Lifestyle factors—such as diet, physical activity (PA), smoking, and alcohol consumption—have a significant impact on mortality as well as healthcare costs. Moreover, they play a crucial role in the development of type 2 diabetes mellitus (DM2). There also seems to be a link between lifestyle behaviours and insulin resistance, which is often a precursor of DM2. This study uses an enhanced Healthy Living Index (HLI) integrating accelerometric data and an Ecological Momentary Assessment (EMA) to explore differences in lifestyle between insulin-sensitive (IS) and insulin-resistant (IR) individuals. Moreover, it explores the association between lifestyle behaviours and inflammation.
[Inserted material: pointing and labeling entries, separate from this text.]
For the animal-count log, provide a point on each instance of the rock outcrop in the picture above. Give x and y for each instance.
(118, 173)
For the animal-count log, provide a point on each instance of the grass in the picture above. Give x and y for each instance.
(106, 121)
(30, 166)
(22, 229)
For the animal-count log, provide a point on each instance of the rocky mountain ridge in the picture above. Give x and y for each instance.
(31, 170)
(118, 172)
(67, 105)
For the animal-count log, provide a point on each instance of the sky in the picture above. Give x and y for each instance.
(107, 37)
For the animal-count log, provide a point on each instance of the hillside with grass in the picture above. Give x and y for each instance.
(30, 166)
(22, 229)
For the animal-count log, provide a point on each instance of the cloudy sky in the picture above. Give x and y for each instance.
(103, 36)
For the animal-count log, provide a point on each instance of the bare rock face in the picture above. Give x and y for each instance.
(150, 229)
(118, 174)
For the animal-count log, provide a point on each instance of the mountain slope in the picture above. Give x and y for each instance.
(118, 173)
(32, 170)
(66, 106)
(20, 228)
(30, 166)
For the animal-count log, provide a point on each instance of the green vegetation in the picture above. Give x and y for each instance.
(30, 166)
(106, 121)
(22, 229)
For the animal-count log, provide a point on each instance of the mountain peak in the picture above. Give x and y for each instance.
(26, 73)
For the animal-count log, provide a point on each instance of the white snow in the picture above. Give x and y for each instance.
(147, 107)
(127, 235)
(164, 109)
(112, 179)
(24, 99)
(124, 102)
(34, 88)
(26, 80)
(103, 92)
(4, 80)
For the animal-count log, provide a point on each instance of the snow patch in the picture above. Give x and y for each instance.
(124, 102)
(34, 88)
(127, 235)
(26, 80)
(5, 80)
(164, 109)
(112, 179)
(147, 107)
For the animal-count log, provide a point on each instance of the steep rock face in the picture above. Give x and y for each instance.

Analysing data from 99 participants of the mPRIME study (57 women and 42 men; mean age 49.8 years), we calculated HLI scores—ranging from 0 to 4— based on adherence to specific low-risk lifestyle behaviours, including non-smoking, adhering to a healthy diet, maximally moderate alcohol consumption, and meeting World Health Organization (WHO) PA guidelines. Insulin sensitivity was assessed using a Homeostatic Model Assessment of Insulin Resistance (HOMA-IR) and C-reactive protein (CRP) levels were used as a proxy for inflammation. Lifestyle behaviours, represented by HLI scores, were significantly different between IS and IR individuals (U = 1529.0; p = 0.023). The difference in the HLI score between IR and IS individuals was mainly driven by lower adherence to PA recommendations in the IR group. Moreover, reduced PA was linked to increased CRP levels in the IR group (r = −0.368, p = 0.014). Our findings suggest that enhancing PA, especially among individuals with impaired insulin resistance, holds significant promise as a preventive strategy.